Monday 28 November 2011

The Death of Politics

Well, it seems you can't please everybody. Who knew? They say you should never discuss politics or religion, but it's such fun winding up the god-botherers to the point where they turn purple and mutter something about it not being meant to be taken literally, having argued from that standpoint all night, that to proscribe it would be a real shame. I consider the occasion when a Catholic priest tried to strangle me for merely suggesting that the bible wasn't the literal word of god was a minor triumph in my journey through the  mundanities of life. (True story - you know who you are, Father Donovan)
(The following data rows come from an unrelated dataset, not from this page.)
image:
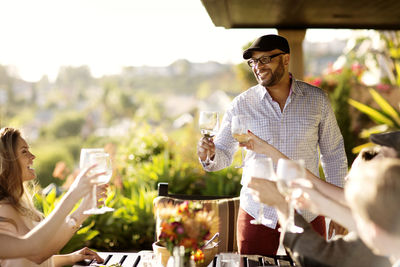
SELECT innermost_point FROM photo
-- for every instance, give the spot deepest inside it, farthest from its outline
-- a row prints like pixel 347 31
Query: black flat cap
pixel 390 139
pixel 267 43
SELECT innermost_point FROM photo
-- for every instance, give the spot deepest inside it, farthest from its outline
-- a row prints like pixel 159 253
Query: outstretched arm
pixel 35 242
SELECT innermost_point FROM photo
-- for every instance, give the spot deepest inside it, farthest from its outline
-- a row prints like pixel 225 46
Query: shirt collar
pixel 294 88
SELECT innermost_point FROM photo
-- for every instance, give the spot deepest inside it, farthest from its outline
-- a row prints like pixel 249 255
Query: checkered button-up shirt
pixel 306 123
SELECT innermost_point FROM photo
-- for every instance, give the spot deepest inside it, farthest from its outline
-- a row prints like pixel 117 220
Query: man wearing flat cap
pixel 291 115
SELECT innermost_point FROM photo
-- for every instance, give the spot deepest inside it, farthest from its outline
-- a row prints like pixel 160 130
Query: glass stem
pixel 291 214
pixel 260 213
pixel 94 197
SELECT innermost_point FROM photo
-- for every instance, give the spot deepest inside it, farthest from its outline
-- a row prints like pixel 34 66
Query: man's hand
pixel 339 230
pixel 204 146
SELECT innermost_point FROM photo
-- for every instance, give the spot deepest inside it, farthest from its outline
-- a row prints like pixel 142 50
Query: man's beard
pixel 276 76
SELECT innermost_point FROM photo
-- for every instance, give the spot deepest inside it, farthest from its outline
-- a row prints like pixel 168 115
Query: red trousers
pixel 262 240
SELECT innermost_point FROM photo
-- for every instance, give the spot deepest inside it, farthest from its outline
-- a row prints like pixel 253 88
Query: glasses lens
pixel 265 60
pixel 251 62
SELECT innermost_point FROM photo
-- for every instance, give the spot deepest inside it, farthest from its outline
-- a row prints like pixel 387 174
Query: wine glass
pixel 239 129
pixel 209 126
pixel 102 160
pixel 287 171
pixel 261 168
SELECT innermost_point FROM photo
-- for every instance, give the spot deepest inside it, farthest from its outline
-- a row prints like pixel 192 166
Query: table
pixel 132 259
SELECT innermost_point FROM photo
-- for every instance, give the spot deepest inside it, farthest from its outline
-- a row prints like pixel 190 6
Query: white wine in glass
pixel 261 168
pixel 287 171
pixel 103 165
pixel 239 129
pixel 209 126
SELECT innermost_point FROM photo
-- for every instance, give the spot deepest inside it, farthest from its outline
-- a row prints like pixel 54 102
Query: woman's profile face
pixel 25 160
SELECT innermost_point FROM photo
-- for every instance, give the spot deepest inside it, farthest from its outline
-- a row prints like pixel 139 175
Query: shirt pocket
pixel 304 130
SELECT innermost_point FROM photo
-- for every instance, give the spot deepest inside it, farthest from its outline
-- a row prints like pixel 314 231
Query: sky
pixel 39 36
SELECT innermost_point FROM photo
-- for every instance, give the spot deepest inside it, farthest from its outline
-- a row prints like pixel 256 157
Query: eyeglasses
pixel 263 60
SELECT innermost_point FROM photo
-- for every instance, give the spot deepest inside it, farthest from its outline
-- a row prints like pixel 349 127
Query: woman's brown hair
pixel 11 185
pixel 12 189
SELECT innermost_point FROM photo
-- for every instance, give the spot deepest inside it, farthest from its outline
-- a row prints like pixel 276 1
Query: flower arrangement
pixel 188 225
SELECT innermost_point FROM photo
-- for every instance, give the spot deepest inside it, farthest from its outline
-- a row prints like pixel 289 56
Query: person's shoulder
pixel 249 93
pixel 8 218
pixel 309 87
pixel 8 211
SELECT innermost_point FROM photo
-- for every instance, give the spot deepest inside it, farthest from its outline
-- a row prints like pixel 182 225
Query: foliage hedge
pixel 142 160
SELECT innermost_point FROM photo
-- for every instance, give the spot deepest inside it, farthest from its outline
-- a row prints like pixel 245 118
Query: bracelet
pixel 72 222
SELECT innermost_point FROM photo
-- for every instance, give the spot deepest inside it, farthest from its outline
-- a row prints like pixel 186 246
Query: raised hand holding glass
pixel 209 126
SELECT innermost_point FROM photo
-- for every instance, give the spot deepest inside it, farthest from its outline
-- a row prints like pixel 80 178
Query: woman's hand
pixel 79 255
pixel 204 146
pixel 101 195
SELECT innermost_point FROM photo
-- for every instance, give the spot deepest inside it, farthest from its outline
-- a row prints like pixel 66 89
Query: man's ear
pixel 374 230
pixel 286 59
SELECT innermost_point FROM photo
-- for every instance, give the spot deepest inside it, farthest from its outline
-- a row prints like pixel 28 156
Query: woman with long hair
pixel 21 223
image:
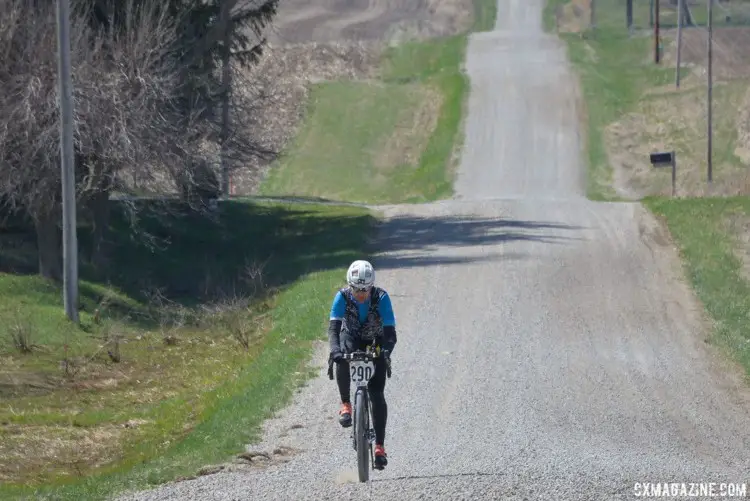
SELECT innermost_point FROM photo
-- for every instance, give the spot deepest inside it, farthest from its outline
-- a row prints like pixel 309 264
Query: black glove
pixel 337 356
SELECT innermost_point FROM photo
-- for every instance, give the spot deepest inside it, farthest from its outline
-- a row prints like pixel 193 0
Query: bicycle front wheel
pixel 362 426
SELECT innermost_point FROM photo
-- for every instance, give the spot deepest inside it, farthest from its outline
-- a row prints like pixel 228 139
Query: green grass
pixel 351 128
pixel 708 248
pixel 614 69
pixel 201 399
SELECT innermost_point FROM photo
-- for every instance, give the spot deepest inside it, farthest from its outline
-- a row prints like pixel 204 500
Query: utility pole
pixel 592 20
pixel 679 41
pixel 226 74
pixel 710 92
pixel 656 31
pixel 70 244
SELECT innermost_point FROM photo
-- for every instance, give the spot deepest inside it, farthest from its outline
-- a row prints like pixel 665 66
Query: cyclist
pixel 361 316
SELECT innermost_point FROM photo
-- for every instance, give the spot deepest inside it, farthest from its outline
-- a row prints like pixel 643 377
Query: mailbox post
pixel 666 159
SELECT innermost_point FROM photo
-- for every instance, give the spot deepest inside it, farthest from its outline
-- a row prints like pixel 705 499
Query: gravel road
pixel 549 347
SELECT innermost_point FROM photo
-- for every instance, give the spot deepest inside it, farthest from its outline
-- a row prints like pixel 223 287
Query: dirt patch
pixel 407 142
pixel 574 16
pixel 374 20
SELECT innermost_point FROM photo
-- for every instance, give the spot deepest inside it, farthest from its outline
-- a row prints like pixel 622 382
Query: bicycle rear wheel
pixel 362 417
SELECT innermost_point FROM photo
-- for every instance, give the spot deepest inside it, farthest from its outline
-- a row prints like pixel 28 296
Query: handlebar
pixel 364 356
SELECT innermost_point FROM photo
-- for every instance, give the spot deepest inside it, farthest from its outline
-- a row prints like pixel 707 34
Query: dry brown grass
pixel 28 450
pixel 573 17
pixel 413 130
pixel 375 20
pixel 676 121
pixel 737 226
pixel 731 56
pixel 669 118
pixel 280 85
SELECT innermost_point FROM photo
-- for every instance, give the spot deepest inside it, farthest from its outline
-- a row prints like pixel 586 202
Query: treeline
pixel 153 102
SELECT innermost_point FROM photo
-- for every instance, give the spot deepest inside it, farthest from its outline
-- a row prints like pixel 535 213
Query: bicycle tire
pixel 362 415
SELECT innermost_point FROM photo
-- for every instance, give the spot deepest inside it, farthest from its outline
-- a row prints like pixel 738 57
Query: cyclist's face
pixel 361 295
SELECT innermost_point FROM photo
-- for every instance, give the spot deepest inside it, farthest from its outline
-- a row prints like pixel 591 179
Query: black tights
pixel 377 396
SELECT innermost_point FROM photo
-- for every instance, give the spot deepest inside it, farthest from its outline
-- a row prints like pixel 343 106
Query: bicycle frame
pixel 363 434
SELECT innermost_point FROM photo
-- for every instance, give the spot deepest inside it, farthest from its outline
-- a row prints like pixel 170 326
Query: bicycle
pixel 361 369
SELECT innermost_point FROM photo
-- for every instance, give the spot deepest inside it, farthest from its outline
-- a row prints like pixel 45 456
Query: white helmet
pixel 360 275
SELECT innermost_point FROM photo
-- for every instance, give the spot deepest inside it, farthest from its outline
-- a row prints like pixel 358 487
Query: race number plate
pixel 361 372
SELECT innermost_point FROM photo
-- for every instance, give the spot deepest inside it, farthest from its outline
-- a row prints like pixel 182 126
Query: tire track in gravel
pixel 549 347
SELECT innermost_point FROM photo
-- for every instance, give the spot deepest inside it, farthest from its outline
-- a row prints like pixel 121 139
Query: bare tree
pixel 126 86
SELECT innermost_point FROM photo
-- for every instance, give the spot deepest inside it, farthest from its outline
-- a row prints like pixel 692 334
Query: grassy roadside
pixel 616 72
pixel 400 132
pixel 183 394
pixel 708 233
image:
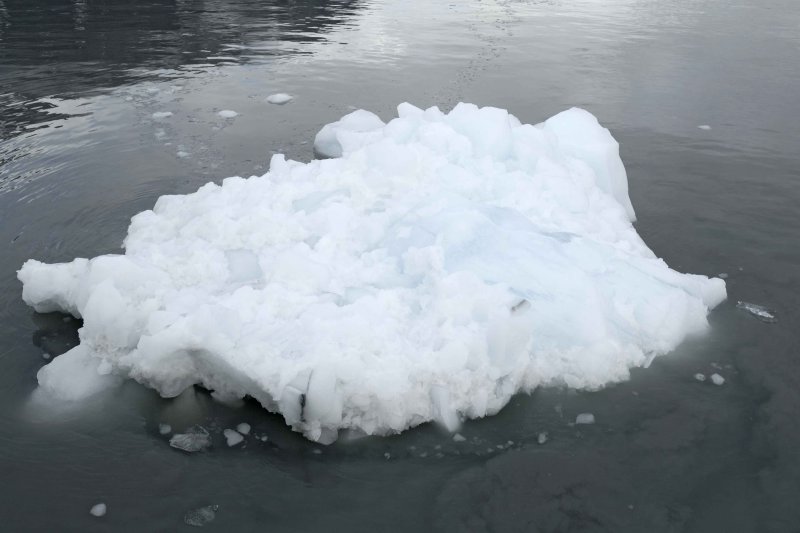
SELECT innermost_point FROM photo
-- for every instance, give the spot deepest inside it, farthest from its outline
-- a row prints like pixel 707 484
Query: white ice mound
pixel 443 263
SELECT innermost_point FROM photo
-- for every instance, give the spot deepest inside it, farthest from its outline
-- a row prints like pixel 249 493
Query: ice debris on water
pixel 98 509
pixel 201 516
pixel 762 313
pixel 195 439
pixel 232 437
pixel 442 264
pixel 279 98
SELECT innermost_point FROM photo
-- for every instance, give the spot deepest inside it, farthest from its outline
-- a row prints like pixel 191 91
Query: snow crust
pixel 440 264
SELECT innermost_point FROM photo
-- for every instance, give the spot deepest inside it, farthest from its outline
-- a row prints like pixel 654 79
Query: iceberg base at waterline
pixel 441 264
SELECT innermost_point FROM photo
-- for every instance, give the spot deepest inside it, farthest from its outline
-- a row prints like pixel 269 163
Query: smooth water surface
pixel 81 152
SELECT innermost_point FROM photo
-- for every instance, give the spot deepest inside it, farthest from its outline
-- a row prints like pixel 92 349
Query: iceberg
pixel 438 265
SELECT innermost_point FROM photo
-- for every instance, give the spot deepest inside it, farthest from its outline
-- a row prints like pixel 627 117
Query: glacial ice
pixel 98 510
pixel 279 98
pixel 232 437
pixel 195 439
pixel 762 313
pixel 200 516
pixel 441 263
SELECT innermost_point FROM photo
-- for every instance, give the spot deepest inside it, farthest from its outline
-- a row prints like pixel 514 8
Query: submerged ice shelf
pixel 438 265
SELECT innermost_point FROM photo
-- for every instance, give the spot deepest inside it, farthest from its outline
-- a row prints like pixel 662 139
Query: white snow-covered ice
pixel 279 98
pixel 232 437
pixel 439 264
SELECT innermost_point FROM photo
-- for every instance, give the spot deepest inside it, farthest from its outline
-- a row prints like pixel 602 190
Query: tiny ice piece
pixel 233 437
pixel 195 439
pixel 201 516
pixel 98 509
pixel 759 311
pixel 279 98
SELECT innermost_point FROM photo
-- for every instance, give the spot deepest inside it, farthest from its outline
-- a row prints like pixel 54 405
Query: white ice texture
pixel 439 265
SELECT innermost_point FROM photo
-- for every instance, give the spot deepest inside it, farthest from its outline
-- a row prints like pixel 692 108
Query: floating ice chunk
pixel 762 313
pixel 350 131
pixel 279 98
pixel 201 516
pixel 98 509
pixel 232 437
pixel 442 264
pixel 195 439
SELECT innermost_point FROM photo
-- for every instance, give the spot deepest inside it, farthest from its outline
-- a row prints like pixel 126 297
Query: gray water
pixel 80 154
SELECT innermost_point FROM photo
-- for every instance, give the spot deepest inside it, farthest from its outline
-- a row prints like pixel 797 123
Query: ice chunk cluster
pixel 440 264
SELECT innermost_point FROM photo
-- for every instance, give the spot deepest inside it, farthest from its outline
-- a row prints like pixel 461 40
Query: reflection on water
pixel 85 143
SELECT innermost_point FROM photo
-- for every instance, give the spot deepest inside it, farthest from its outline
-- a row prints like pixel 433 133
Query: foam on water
pixel 440 264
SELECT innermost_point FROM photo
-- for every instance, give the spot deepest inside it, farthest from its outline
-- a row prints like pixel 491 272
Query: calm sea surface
pixel 80 153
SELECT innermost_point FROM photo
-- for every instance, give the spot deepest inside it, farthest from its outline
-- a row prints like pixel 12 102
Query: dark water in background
pixel 80 154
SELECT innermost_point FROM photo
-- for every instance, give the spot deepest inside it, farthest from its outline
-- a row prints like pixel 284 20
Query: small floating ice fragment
pixel 195 439
pixel 201 516
pixel 98 510
pixel 279 98
pixel 762 313
pixel 232 437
But politics, it turns out, is a bit of  minefield. Somebody should have warned me. Surely everybody ought to have a view? No view, no vote, or rather, no meaningful vote. It turns out that what appear to be opinions are very often more what you might call traditions. "Ah votes Labour cos ah'm a labourer, like." "We vote Conservative because mama and pater say it's the only thing between us and barbarism." "I vote Lib-Dem because I really don't understand politics at all and I want people to like me."

There is only so much space to go around. Only so much money, so much oil, steel, coal, food, etc, that a vote in practically any direction involves real consequences. Ultimately, who do you want to feed? And it's not always who you intended. Vote left and millions of children starve because the sweatshop, their only industry, is shut down. Vote right and some different children end up being bombed. Vote Lib-Dem and, er, absolutely nothing changes because all the other parties carry on regardless and make wanker gestures behind their backs.

For all the posturing, the manifestos, the plans; for every policy, action, tax-cut, tax-hike, tax-break, there are undesirable outcomes. A good civil service pension means a sub-minimum wage for a private sector worker. For every new degree, a new door-slam for perfectly competent, but 'unqualified' applicants. Even thoroughly apolitical actions have dread consequences; for every X-factor vote, Simon Cowell grows richer; for every two-minute silence there's a devaluation of the currency of mourning. And every time you add to the collection another choirboy quietly grits his teeth.

Humans, we're scum, as the great philosopher Rab C Nesbitt says.

The trouble is, we're scum with the power to alter the world around us yet the selfishness to not work in concert. Like all animals we're driven to look after ourselves first and others second, if at all. It's interesting that this instinct is often strongest in the sectors of our society we consider the least evolved. But don't fool yourself; your altruistic streak is no such thing. It is merely another way in which you exhibit traits that will attract others of your species. Ask David Attenborough - he knows more than most about human nature. It has, after all, been his life's work and legacy.

So, in the new United Dingdom, there will be no politics, no internecine squabbling, unless it's pointing at religion and guffawing, no votes, no industrial action, no revolution. I will make you all happy. And if you're not happy, I'll have you shot. Fair enough?